Image by Barbara Jackson from Pixabay
Today marks the one-year anniversary of the day I ended up in the hospital receiving four pints of blood. The cause was what I term the period from hell. I did not go to the hospital until all color drained from my face, I could hardly sit up let alone stand, and my heart pounded so much that I could hear it in my ears. I waited too long because I was used to not taking proper care of myself.
Being sexually abused as a small child left me with strong feelings of self-loathing and inadequacy.
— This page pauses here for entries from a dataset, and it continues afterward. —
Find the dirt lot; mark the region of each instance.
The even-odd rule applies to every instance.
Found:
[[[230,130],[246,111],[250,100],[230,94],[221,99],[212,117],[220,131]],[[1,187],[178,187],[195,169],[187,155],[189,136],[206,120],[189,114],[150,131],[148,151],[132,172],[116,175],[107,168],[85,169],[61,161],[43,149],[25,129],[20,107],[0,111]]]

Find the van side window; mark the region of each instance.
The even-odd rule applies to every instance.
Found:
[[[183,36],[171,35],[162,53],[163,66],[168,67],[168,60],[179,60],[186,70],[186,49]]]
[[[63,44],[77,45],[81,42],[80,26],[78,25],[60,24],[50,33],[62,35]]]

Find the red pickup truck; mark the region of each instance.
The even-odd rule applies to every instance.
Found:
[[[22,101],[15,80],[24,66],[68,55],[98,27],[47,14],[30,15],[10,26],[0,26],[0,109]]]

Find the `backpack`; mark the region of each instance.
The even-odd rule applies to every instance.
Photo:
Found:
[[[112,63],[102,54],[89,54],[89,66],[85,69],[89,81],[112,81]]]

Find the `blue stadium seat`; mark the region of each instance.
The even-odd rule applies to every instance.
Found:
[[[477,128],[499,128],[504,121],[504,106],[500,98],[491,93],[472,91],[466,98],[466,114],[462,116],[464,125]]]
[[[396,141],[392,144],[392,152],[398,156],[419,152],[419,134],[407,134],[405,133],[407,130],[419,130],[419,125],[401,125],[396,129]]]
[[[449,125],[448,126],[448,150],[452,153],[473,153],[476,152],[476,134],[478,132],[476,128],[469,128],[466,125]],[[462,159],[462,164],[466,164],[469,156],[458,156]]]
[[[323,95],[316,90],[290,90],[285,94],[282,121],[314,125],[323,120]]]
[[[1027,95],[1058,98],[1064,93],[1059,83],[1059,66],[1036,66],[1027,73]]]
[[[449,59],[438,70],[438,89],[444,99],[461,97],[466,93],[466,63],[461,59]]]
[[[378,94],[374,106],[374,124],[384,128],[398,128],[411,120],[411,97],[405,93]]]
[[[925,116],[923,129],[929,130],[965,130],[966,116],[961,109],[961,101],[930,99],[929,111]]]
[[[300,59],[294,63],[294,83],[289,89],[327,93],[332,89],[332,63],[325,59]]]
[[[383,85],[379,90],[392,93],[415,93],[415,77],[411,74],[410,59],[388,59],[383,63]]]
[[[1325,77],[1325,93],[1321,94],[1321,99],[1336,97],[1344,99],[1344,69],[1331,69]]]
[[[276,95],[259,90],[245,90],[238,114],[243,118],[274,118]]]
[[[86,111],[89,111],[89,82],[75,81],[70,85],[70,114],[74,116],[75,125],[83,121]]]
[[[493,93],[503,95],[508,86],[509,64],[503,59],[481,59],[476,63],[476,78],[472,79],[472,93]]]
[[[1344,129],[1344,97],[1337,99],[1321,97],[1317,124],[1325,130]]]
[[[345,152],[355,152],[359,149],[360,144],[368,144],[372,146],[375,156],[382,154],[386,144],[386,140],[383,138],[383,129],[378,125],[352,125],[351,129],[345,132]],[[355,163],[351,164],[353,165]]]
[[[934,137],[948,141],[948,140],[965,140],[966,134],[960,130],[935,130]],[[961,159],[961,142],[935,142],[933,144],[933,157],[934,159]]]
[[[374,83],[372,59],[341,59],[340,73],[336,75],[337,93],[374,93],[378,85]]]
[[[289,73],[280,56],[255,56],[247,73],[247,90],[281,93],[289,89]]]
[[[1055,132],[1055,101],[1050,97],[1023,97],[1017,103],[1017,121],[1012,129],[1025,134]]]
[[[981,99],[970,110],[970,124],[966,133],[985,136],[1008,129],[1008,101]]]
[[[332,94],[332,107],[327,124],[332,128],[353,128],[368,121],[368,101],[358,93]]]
When you can’t even muster up a bit of like, let alone love, for yourself it is hard to pay attention to negative changes in your body. That is the place where I found myself last year and it led to nearly dying.
But I didn’t die. I lived. I remember sitting in the emergency room after seeing the doctor. I was in a wheelchair, which was an incredibly humbling place for me. Despite being small in stature, I have always been strong but ignoring my body left me weak. As I sat in the wheelchair, I started thinking about heaven and seeing Jesus face-to-face. I started thinking about loved ones I would see. Peace came over me.
Holy Spirit spoke to me with these two thoughts: It is not your time. I have much work for you to do. There was a moment of regret because the mere idea of heaven and how wonderful it will be brought so much joy. Then I remembered that God has called me to minister to the broken, the traumatized.
Learning to love me
Every day since May 2020, since lockdown, I practice tapping (emotional freedom technique) through The Tapping Solution app. In November, I did the eight-day You Are Enough challenge. It stirred up those feelings of inadequacy, of not being enough. This week, I started the challenge again. I decided to love myself even though I have spent a lifetime not loving myself, and even hating myself at times.
I am fearfully and wonderfully made, as Psalm 139 tells me. I am one who God came down in the form of a man and died on a cross to redeem me. I am dearly loved by God. I am not someone worthy of self-hatred or self-dislike. I am more than enough in God.
And so are you. If you feel like you are not enough, if you do not love yourself, consider writing down every day that you choose to like and love yourself. Consider taking up the practice of tapping and doing the eight-day challenge.
You are loved and you are more than enough!